Just found this interview on google that mentions instances where the radiant AI went horribly wrong - thought it might provide an interesting read to those who hadn't already read it -
"1. One character was given a rake and the goal “rake leaves”; another was given a broom and the goal “sweep paths,” and this worked smoothly. Then they swapped the items, so that the raker was given a broom and the sweeper was given the rake. In the end, one of them killed the other so he could get the proper item.
2. In another test, a minotaur was given a task of protecting a unicorn. However, the Minotaur repeatedly tried to kill the unicorn because he was set to be an aggressive creature.
3. In one Dark Brotherhood quest, the player can meet up with a shady merchant who sells skooma, an in-game drug. During testing, the NPC would be dead when the player got to him. The reason was that NPCs from the local skooma den were trying to get their fix, did not have any money, and so were killing the merchant to get it.
4. While testing to confirm that the physics models for a magical item known as the “Skull of Corruption,” which creates an evil copy of the character/monster it is used on, were working properly, a tester dropped the item on the ground. An NPC immediately picked it up and used it on the player character, creating a copy of him that proceeded to kill every NPC in sight.
5. In one test, after a guard became hungry and left his post in search of food, the other guards followed to arrest him. The town people looted the town shops, due to lack of guards.
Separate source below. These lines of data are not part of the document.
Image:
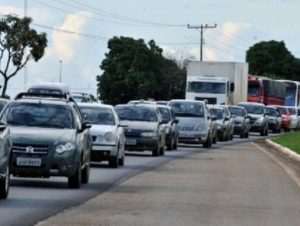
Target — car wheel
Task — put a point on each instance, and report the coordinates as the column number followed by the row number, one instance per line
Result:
column 114, row 161
column 155, row 151
column 175, row 146
column 74, row 181
column 122, row 160
column 4, row 184
column 85, row 177
column 162, row 150
column 208, row 142
column 170, row 144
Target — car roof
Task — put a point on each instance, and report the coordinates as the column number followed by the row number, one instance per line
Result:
column 51, row 86
column 252, row 103
column 187, row 101
column 95, row 105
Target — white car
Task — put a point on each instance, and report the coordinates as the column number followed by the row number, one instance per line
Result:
column 107, row 133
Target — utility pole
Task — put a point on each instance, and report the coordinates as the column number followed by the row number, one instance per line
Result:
column 60, row 65
column 201, row 27
column 25, row 67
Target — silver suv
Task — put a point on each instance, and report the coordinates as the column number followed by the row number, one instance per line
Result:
column 194, row 121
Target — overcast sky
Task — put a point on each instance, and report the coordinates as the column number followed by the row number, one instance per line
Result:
column 78, row 31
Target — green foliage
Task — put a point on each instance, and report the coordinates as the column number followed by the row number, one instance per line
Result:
column 290, row 141
column 273, row 59
column 18, row 44
column 134, row 70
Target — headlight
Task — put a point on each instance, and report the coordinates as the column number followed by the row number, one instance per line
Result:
column 149, row 134
column 260, row 120
column 200, row 127
column 61, row 148
column 167, row 130
column 109, row 136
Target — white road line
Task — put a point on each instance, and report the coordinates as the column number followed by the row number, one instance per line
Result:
column 287, row 169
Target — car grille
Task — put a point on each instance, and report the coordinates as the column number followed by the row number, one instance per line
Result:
column 30, row 149
column 133, row 133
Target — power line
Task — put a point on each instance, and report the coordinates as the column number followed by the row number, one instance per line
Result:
column 201, row 35
column 109, row 14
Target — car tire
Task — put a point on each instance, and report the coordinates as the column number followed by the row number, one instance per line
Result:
column 122, row 160
column 74, row 181
column 85, row 176
column 4, row 184
column 155, row 151
column 114, row 161
column 208, row 142
column 162, row 150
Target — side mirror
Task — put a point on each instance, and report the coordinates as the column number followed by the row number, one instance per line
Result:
column 86, row 125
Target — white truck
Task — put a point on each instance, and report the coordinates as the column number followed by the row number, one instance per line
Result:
column 217, row 82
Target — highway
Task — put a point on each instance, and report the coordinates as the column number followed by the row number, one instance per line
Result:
column 33, row 200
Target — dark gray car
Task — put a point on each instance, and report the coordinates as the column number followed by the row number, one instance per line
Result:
column 5, row 147
column 145, row 129
column 49, row 139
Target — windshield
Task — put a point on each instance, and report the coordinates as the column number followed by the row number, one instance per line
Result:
column 217, row 112
column 165, row 113
column 253, row 90
column 136, row 113
column 282, row 110
column 188, row 109
column 254, row 109
column 206, row 87
column 292, row 111
column 236, row 111
column 271, row 111
column 39, row 115
column 98, row 115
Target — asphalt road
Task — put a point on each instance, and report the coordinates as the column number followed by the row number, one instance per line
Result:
column 33, row 200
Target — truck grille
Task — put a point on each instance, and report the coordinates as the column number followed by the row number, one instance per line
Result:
column 30, row 149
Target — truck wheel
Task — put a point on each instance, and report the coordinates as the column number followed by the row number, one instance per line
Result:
column 74, row 181
column 4, row 184
column 85, row 176
column 114, row 161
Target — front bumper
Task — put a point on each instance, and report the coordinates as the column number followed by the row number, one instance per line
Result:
column 102, row 152
column 192, row 137
column 141, row 143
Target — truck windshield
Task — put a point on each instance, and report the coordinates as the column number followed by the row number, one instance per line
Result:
column 253, row 89
column 206, row 87
column 188, row 109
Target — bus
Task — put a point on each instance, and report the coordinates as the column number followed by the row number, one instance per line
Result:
column 292, row 93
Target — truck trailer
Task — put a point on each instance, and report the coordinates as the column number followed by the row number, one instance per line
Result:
column 217, row 82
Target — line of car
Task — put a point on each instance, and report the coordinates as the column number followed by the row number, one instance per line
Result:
column 45, row 132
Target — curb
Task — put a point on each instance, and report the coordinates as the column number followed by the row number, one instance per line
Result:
column 286, row 151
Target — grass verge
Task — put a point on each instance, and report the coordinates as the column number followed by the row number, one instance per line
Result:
column 289, row 140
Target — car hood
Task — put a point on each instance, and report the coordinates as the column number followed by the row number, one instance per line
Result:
column 255, row 116
column 39, row 135
column 190, row 122
column 101, row 129
column 140, row 125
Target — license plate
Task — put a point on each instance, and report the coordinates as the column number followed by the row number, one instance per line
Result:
column 130, row 141
column 29, row 161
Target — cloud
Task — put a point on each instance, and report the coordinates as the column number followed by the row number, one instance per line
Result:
column 65, row 44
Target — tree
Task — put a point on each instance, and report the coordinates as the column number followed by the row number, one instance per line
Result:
column 134, row 70
column 272, row 58
column 18, row 44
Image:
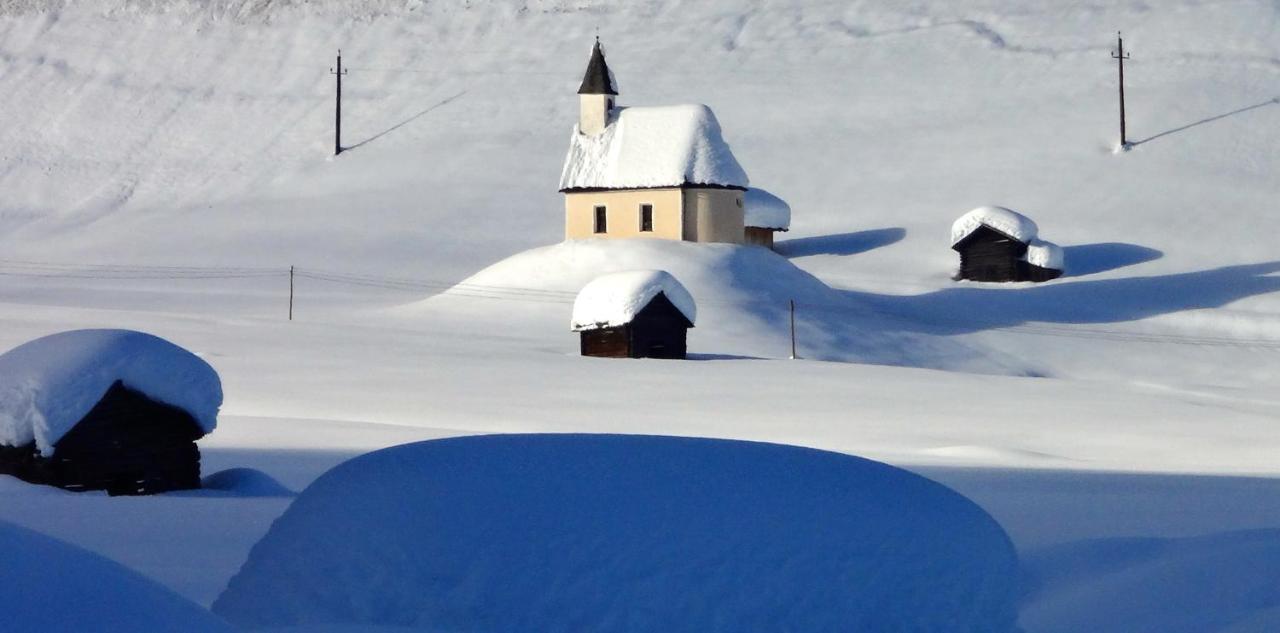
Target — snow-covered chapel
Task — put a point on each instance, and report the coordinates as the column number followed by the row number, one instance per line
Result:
column 648, row 171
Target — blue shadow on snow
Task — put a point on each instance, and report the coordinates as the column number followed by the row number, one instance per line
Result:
column 1093, row 258
column 840, row 243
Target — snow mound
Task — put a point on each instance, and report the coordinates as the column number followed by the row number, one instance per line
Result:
column 664, row 146
column 1008, row 221
column 764, row 210
column 53, row 586
column 245, row 482
column 645, row 533
column 1045, row 255
column 50, row 384
column 1215, row 582
column 615, row 299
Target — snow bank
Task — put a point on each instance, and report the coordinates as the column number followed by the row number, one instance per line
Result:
column 1217, row 582
column 608, row 532
column 1045, row 255
column 243, row 482
column 50, row 384
column 666, row 146
column 50, row 586
column 764, row 210
column 616, row 298
column 1010, row 223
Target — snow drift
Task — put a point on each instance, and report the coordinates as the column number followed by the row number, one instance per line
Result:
column 613, row 299
column 606, row 532
column 1221, row 582
column 50, row 384
column 53, row 586
column 764, row 210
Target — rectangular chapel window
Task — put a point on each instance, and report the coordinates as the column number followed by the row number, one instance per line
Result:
column 600, row 226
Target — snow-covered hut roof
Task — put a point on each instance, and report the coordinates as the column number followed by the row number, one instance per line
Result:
column 645, row 147
column 1045, row 255
column 764, row 210
column 598, row 78
column 615, row 299
column 50, row 384
column 1004, row 220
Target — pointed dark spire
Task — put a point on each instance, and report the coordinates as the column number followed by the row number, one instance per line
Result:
column 597, row 79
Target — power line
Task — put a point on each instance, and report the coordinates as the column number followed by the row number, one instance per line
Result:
column 493, row 292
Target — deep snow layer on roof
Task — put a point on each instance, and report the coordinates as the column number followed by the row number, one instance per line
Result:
column 1045, row 255
column 666, row 146
column 615, row 299
column 613, row 532
column 764, row 210
column 50, row 384
column 1008, row 221
column 51, row 586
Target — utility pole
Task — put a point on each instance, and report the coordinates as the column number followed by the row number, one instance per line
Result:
column 337, row 125
column 792, row 329
column 1120, row 55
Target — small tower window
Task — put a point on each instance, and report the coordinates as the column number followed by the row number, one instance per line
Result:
column 600, row 226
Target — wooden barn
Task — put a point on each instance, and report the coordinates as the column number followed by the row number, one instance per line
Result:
column 997, row 244
column 105, row 409
column 634, row 315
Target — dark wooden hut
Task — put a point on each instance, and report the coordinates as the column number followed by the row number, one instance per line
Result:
column 657, row 331
column 106, row 409
column 128, row 444
column 1000, row 251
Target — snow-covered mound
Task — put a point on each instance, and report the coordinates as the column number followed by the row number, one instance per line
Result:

Bethesda worked to fix these issues, balancing an NPC’s needs against his penchant for destruction so that the game world still functions in a usable fashion. In-game there are over 1,000 different NPCs, not including randomly spawned monsters and bandits. The result is that the AI in the release version is much reduced, only featuring NPC schedules."
If this had actually been the case, all of those incidents could easily have been fixed by raising (or adding) a threshold level that prevents the relative priority of a "law abiding" character's "task" from exceeding that of murder (or theft, in most cases). It should be "fixable". The fact that it was dropped or never implemented leads me to believe that these were "scripted" test cases of very specific "goals" and routines set up between two specific test NPCs, not random incidents out of a larger crowd of NPCs, and which turned out to be nearly impossible to link together into an "overall" or more universally applicable NPC AI package.
If you've only got two NPCs, and you set things up so that NPC #1 is told to do a task which involves getting an item carried by NPC #2, then you've got to set up routines for that first AI to search for the item, determine if it's in the posession of another NPC, and if so, do something about it. If it's given a further list of options, in case that item is in the posession of another NPC, to either: (1) ask for it, (2) steal it, or (3) kill for it, and no reason to choose one over the other, why would you be surprised if NPC #1 kills #2 for the item? I'd call the test case "working so far, but not finished". The task is going according to the options provided; the only problem is that the list has no priorities or "threshold" checks included to prevent the less desirable action from occurring. The example also doesn't give any information about whether there were any "backup" options in case the overall task or at least the one option proved impossible.
One way or another, it's all "scripting", but in a multi-layered and interconnected web that would be a nightmare to test and debug. Calling it "Radiant AI" is just a fancy label to put on the box, so you can say "WE have Radiant AI and you don't", until next year when everyone's got it listed on the box.